INDONESIA TODAY- Direktur Eksekutif Setara Institute Ismail Hasani mengungkap Kota Depok menduduki peringkat 94 atau peringkat terakhir Index Kkota Toleran 2021 dengan skor 3,577. Posisi pertama atau kota paling toleran diraih Singkawang dengan skor 6,483.
Menurut Ismail kepemimpinan kepala daerah menjadi salah satu faktor signifikan yang membuat sebuah kota jadi toleran atau sebaliknya.
“Jadi lawan dari pemimpin-pemimpin yang toleran adalah pemimpin-pemimpin yang intoleransi. Dan itu terjadi di Depok, kita bisa melihat bagaimana tidak terbukanya kepala daerah Depok terhadap kemajemukan,” papar Ismail kepada wartawan di Kebon Sirih, Jakarta Pusat, Rabu (30/3).

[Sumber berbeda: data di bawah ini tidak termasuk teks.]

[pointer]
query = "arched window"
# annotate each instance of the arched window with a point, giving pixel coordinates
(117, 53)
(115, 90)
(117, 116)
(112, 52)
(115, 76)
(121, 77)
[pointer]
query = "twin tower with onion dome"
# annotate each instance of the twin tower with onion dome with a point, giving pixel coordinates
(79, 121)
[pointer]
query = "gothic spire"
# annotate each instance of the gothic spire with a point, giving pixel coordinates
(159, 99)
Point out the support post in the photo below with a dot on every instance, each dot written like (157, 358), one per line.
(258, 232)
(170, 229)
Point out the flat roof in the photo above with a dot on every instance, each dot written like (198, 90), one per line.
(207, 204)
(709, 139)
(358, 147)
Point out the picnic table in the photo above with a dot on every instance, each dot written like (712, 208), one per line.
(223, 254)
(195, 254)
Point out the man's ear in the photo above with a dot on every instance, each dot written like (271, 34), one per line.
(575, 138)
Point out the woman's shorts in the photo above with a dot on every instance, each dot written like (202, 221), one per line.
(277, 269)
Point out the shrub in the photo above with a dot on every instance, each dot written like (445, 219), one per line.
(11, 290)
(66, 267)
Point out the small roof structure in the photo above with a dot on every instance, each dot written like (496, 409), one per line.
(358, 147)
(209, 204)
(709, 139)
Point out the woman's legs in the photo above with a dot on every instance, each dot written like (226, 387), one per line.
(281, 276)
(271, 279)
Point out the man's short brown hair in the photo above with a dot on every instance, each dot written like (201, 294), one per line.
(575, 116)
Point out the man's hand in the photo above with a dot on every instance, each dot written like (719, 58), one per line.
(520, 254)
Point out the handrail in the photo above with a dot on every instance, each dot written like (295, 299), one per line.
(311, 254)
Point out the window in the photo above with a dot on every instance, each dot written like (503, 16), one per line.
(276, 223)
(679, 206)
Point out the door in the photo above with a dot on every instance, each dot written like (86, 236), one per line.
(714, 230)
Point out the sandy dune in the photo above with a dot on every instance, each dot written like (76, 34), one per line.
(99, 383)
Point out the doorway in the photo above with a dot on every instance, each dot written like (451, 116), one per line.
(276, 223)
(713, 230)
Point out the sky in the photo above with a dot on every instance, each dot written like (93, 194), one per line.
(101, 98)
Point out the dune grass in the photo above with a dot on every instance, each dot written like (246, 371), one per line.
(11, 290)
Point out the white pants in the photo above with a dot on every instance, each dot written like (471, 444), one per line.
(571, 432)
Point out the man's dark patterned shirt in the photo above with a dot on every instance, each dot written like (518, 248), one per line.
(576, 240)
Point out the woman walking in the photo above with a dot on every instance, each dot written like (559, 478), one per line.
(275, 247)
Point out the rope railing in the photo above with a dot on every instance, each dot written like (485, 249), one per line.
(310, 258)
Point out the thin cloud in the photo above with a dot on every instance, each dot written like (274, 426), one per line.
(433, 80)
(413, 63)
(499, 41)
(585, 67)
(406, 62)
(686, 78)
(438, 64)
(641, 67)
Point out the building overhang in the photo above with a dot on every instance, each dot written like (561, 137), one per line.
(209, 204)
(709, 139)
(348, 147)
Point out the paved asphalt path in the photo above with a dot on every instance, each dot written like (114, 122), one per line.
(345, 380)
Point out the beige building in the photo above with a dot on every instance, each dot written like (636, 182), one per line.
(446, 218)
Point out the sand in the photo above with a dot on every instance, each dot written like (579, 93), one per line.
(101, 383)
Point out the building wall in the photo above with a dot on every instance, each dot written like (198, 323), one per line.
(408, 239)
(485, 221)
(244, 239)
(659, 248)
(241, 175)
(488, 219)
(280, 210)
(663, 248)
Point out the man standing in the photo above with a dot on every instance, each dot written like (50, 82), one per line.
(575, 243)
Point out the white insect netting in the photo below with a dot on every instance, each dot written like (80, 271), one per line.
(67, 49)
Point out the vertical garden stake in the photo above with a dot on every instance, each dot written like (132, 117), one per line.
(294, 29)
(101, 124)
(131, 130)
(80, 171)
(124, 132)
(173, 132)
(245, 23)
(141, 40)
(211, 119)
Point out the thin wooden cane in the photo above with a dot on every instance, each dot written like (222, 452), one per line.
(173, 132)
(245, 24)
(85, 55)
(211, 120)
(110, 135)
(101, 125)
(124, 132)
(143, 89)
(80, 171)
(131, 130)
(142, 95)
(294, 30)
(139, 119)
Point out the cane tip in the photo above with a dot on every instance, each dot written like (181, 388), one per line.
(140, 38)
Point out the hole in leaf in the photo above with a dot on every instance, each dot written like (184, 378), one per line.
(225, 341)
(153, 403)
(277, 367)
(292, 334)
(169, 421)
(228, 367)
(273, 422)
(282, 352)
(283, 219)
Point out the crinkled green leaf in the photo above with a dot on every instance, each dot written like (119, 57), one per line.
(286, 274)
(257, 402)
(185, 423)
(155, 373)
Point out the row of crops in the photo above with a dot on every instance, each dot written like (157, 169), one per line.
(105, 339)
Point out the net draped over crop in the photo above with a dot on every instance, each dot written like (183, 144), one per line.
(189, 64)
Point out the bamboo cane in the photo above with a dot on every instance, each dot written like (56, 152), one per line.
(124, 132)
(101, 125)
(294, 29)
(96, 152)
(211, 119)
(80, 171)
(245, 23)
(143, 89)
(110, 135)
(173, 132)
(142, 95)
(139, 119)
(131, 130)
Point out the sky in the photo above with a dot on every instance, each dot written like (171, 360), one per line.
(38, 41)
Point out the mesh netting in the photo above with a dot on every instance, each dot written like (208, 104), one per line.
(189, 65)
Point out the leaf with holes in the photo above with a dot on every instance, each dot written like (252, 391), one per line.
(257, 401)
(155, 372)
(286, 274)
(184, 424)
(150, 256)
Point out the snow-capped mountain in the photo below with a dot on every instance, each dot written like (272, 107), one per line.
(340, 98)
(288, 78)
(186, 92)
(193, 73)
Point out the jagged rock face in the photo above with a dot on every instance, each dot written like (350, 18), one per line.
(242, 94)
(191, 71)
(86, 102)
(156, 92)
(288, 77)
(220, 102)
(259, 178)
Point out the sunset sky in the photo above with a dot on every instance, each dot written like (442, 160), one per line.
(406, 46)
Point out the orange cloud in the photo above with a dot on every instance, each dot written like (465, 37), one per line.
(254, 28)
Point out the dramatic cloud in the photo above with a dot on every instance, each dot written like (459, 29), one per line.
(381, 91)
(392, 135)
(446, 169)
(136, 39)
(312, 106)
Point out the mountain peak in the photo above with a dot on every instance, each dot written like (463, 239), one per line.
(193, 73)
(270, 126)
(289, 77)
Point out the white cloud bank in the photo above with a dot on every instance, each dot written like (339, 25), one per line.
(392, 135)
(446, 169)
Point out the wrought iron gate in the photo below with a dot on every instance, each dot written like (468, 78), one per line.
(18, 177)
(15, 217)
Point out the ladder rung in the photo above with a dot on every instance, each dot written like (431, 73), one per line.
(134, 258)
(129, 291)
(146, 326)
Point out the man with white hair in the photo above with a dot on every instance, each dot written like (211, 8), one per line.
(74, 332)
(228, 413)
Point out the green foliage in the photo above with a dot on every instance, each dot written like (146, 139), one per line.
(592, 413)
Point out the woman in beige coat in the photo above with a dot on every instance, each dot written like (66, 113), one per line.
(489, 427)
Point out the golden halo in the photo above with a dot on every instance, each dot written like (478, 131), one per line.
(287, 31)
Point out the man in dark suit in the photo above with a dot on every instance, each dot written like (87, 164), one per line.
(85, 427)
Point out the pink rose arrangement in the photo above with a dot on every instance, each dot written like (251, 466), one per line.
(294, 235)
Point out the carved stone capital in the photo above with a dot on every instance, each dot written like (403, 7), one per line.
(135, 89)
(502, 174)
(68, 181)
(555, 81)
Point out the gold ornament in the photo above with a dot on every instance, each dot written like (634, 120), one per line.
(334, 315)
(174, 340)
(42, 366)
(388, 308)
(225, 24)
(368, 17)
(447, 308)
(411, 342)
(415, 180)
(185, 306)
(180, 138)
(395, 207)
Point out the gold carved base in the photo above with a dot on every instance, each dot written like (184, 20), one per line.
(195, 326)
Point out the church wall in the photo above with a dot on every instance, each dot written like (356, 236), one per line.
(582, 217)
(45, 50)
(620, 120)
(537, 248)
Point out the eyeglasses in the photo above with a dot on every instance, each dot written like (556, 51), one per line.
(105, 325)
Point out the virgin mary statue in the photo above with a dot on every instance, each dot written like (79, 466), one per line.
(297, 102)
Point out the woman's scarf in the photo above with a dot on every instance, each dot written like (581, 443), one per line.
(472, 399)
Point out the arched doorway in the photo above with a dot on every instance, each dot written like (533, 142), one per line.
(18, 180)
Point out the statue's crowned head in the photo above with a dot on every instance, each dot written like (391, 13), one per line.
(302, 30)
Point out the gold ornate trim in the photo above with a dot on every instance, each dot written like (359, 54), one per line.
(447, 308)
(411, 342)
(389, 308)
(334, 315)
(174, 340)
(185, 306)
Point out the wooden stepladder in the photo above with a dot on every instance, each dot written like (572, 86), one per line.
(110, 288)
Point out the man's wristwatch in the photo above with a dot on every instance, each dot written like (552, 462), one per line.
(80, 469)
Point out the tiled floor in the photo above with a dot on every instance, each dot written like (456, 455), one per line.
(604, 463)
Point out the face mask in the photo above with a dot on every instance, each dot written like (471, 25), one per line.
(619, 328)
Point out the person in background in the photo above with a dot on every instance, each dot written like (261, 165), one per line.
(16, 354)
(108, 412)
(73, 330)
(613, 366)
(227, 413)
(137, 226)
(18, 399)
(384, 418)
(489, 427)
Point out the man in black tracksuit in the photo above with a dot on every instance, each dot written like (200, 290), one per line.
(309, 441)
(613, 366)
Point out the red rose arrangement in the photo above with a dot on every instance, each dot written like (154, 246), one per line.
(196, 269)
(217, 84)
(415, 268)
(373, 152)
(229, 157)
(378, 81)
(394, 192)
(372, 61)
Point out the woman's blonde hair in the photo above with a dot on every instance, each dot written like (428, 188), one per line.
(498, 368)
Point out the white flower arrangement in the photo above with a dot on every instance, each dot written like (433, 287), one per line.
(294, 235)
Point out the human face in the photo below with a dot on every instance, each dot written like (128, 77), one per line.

Ia menjabarkan, permasalahan utama yang menjadikan Depok kota paling intoleran adalah produk hukum yang diskriminatif. Padahal, aspek tersebut memiliki bobot besar penilaian.
“Pertama adalah adanya produk-produk hukum yang diskriminatif, existing dan efektif dijalankan pemerintah,” ujar Ismail.
Terlebih, permasalahan yang menyebabkan Depok menjadi kota paling intoleran adalah tindakan politik Wali Kota Depok.
“Bukan hanya di level aturan yang itu bobotnya 20 persen, tapi juga tindakan politik Walkot yang tidak toleran,” ucap Ismail.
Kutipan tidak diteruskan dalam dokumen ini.